Mr. Breeze puts the car into park and reaches across and takes the gun from its resting place in the glove box. The men are approaching slowly, and one of them says very loudly: “STEP OUT OF THE CAR, PLEASE, SIR,” and Mr. Breeze touches his gun to Peter’s leg.

“Be a good boy, Peter,” Mr. Breeze whispers. “Don’t you try to run away, or they will shoot you.”

Then Mr. Breeze puts on his broad, bright puppet smile. He takes out his wallet and opens it so that the men can see his identification, so that they can see the gold seal of the United States of America, the glinting golden stars. He opens his door and steps out. The gun is tucked into the waistband of his pants, and he holds his hands up loosely, displaying the wallet.

He shuts the door with a thunk, leaving Peter sealed inside the car.

There is no handle on the passenger side of the car, so Peter cannot open his door. If he wanted to, he could slide across to the driver’s seat, and open Mr. Breeze’s door, and roll out onto the pavement and try to scramble as fast as he could into the darkness, and maybe he could run fast enough, zig-zagging, so that the bullets they’d shoot would only nip the ground behind him, and he could find his way into some kind of brush or forest and run and run until the voices and the lights were far in the distance.

But the men are watching him very closely. One man is holding his flashlight so that the beam shines directly through the windshield and onto Peter’s face, and the other man is staring at Peter as Mr. Breeze speaks and gestures, speaks and gestures like a performer on television who is selling something for kids. But the man is shaking his head no. No!
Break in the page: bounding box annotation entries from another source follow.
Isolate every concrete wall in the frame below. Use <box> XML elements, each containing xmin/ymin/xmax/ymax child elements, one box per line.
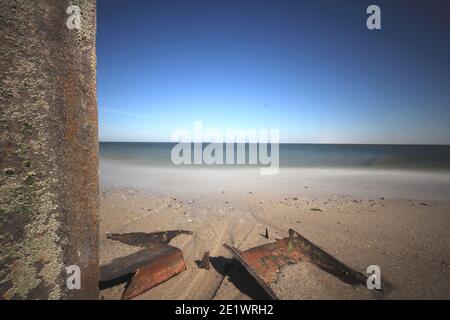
<box><xmin>0</xmin><ymin>0</ymin><xmax>99</xmax><ymax>299</ymax></box>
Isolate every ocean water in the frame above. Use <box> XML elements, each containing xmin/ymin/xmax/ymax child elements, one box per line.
<box><xmin>100</xmin><ymin>142</ymin><xmax>450</xmax><ymax>172</ymax></box>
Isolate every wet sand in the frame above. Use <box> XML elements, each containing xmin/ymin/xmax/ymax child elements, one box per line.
<box><xmin>100</xmin><ymin>179</ymin><xmax>450</xmax><ymax>299</ymax></box>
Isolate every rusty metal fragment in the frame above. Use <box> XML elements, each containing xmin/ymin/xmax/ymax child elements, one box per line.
<box><xmin>199</xmin><ymin>251</ymin><xmax>211</xmax><ymax>270</ymax></box>
<box><xmin>100</xmin><ymin>245</ymin><xmax>186</xmax><ymax>299</ymax></box>
<box><xmin>106</xmin><ymin>230</ymin><xmax>193</xmax><ymax>248</ymax></box>
<box><xmin>224</xmin><ymin>229</ymin><xmax>366</xmax><ymax>299</ymax></box>
<box><xmin>122</xmin><ymin>247</ymin><xmax>186</xmax><ymax>300</ymax></box>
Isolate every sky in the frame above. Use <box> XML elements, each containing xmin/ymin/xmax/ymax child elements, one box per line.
<box><xmin>97</xmin><ymin>0</ymin><xmax>450</xmax><ymax>144</ymax></box>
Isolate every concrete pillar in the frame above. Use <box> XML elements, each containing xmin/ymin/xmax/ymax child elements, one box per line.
<box><xmin>0</xmin><ymin>0</ymin><xmax>99</xmax><ymax>299</ymax></box>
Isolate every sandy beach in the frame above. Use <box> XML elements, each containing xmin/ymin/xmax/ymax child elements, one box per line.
<box><xmin>100</xmin><ymin>162</ymin><xmax>450</xmax><ymax>299</ymax></box>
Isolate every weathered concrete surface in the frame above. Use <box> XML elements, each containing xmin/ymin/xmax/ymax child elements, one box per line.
<box><xmin>0</xmin><ymin>0</ymin><xmax>99</xmax><ymax>299</ymax></box>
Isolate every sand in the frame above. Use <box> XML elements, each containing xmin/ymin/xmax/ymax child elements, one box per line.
<box><xmin>100</xmin><ymin>165</ymin><xmax>450</xmax><ymax>299</ymax></box>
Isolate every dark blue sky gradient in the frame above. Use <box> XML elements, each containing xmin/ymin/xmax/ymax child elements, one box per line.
<box><xmin>97</xmin><ymin>0</ymin><xmax>450</xmax><ymax>144</ymax></box>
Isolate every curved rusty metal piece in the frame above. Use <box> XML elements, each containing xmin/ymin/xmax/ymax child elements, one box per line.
<box><xmin>224</xmin><ymin>229</ymin><xmax>367</xmax><ymax>299</ymax></box>
<box><xmin>106</xmin><ymin>230</ymin><xmax>193</xmax><ymax>248</ymax></box>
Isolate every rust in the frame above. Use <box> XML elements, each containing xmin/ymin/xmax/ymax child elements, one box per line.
<box><xmin>224</xmin><ymin>229</ymin><xmax>366</xmax><ymax>299</ymax></box>
<box><xmin>100</xmin><ymin>246</ymin><xmax>179</xmax><ymax>281</ymax></box>
<box><xmin>199</xmin><ymin>251</ymin><xmax>211</xmax><ymax>270</ymax></box>
<box><xmin>122</xmin><ymin>246</ymin><xmax>186</xmax><ymax>300</ymax></box>
<box><xmin>106</xmin><ymin>230</ymin><xmax>193</xmax><ymax>248</ymax></box>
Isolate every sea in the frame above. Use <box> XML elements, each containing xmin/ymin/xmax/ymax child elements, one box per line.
<box><xmin>100</xmin><ymin>142</ymin><xmax>450</xmax><ymax>172</ymax></box>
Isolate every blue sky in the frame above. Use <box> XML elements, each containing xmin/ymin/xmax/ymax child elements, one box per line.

“I don’t care what kind of papers you got, mister,” the man says. “There’s no way you’re bringing that thing through these gates.”

Peter used to be a real boy.

He can remember it—a lot of it is still very clear in his mind. “I pledge allegiance to the flag” and “Knick knack paddy whack give a dog a bone this old man goes rolling home” and “ABCDEFGHIJKLMNOPQRSTUVWXYZ now I know my ABCs, next time won’t you sing with me?” and “Yesterday… all my troubles seemed so far away” and…

He remembers the house with the big trees in front, riding a scooter along the sidewalk, his foot pumping and making momentum. The bug in a jar—cicada—coming out of its shell and the green wings. His mom and her two braids. The cereal in a bowl, pouring milk on it. His dad flat on the carpet, climbing on his Dad’s back: “Dog pile!”

He can still read. The letters come together and make sounds in his mind. When Mr. Breeze asked him, he found he could still say his telephone number and address, and the names of his parents.

“Mark and Rebecca Krolik,” he said. “Two one three four Overlook Boulevard, South Bend, Indiana, four six six oh one.”

“Very good!” Mr. Breeze said. “Wonderful!”

And then Mr. Breeze said, “Where are they now, Peter? Do you know where your parents are?”

Mr. Breeze pulls back from the barricade of Laramie and the gravel sputters out from their tires and in the rearview mirror Peter can see the men with their guns in the red taillights and dust.

“Damn it,” Mr. Breeze says, and slaps his hand against the dashboard. “Damn it! I knew I should have put you in the trunk!” And Peter says nothing. He has never seen Mr. Breeze angry in this way, and it frightens him—the red splotches on Mr. Breeze’s skin, the scent of adult rage—though he is also relieved to be moving away from those big halogen lights. He keeps his eyes straight ahead and his hands folded in his lap, and he listens to the silence of Mr. Breeze unraveling, he listens to the highway moving beneath them, and watches as the yellow dotted lines at the center of the road are pulled endlessly beneath the car. For a while, Peter pretends that they are eating the yellow lines.